Prenatal Care

 

First Prenatal Visit

EDC

Laboratory Tests

Subsequent Visits

Weight

Blood Pressure

Urine Protein/Glucose

Edema

Fundal Height

Fetal Heartbeat

Fetal Movement

Fetal Orientation


Patient Education


Prenatal Labs


Prenatal Visits

First Prenatal Visit
At the first prenatal visit, take a careful history, looking for factors that might increase the risk for the pregnant woman.

Many providers use a questionnaire, filled out by the patient, as a starting point for this evaluation. A sample Prenatal Registration and Obstetrical Questionnaire form can be used for this purpose.

One important aspect of prenatal care is education of the pregnant woman about her pregnancy, danger signs, things she should do and things she should not do.

Many providers find it useful to give the woman printed material covering these issues that she can take with her. This allows her to read the material at a later time and to refer to it whenever she has questions. A sample Prenatal Information form can be printed and used.

Early in pregnancy, often at the first prenatal visit, a complete physical exam is performed. At that time, a Pap smear and cervical cultures are obtained. In many practices, an ultrasound scan is done at or shortly after the first visit to:

  • Confirm intrauterine pregnancy placement
  • Confirm fetal viability
  • Confirm the number of fetuses
  • Provide a highly reliable estimate of gestational age

It is valuable to document your findings in a structured flow-sheet.
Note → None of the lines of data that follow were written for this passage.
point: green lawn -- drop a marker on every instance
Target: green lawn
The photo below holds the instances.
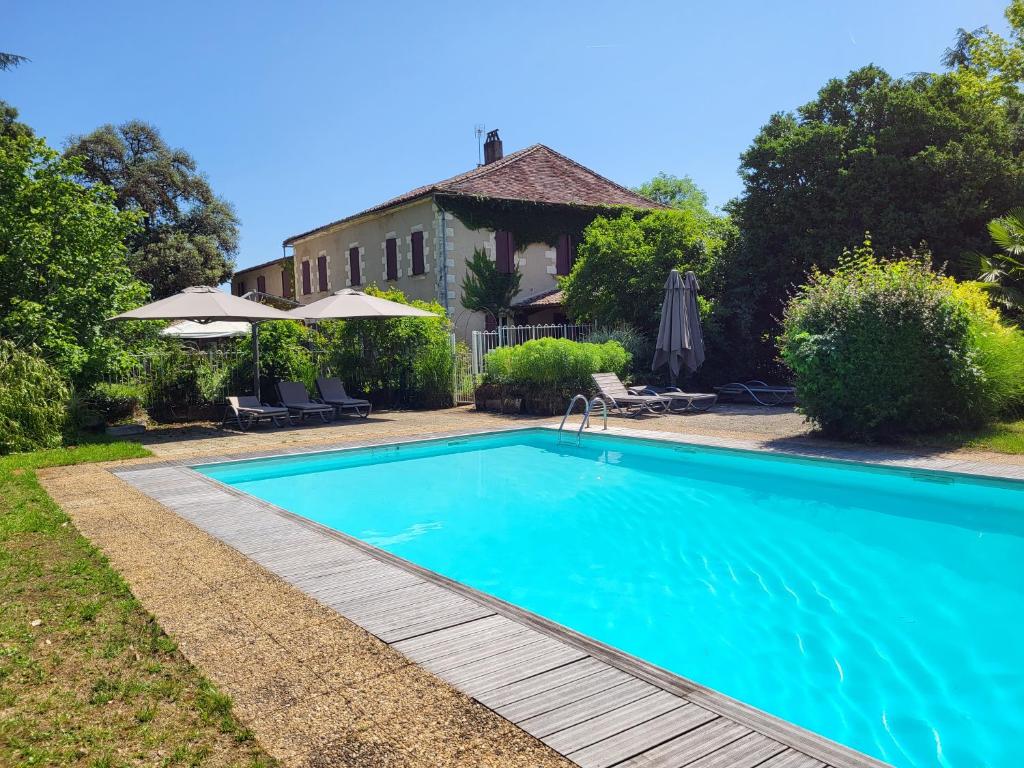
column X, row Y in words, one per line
column 1003, row 437
column 87, row 678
Many offices and hospitals have developed their own, but one is shown here:

Prenatal Flow Sheet

There are so many issues to cover during the first prenatal visit (history, physical, labs, patient education, paperwork), that many physicians schedule two "first prenatal visits."

EDC
Based on the history, physical exam and ultrasound scan (if done), it is important to establish a gestational age and estimated date of confinement (EDC, or "Due Date").

You may use the last menstrual period, if known, reliable, and the patient has a history of regular periods. Add 280 days (40 0/7 weeks) to the LMP and this will give you her EDC. This assumes that she ovulated on day #14 of her last menstrual cycle. To assist you in making this calculation, I'm enclosing a LMP to EDC conversion chart here:

Gestational Age Calculator

You may take the LMP, add 7 days and subtract 3 months. This is a rough but usable adaptation of the 280 day rule. It has the same limitations.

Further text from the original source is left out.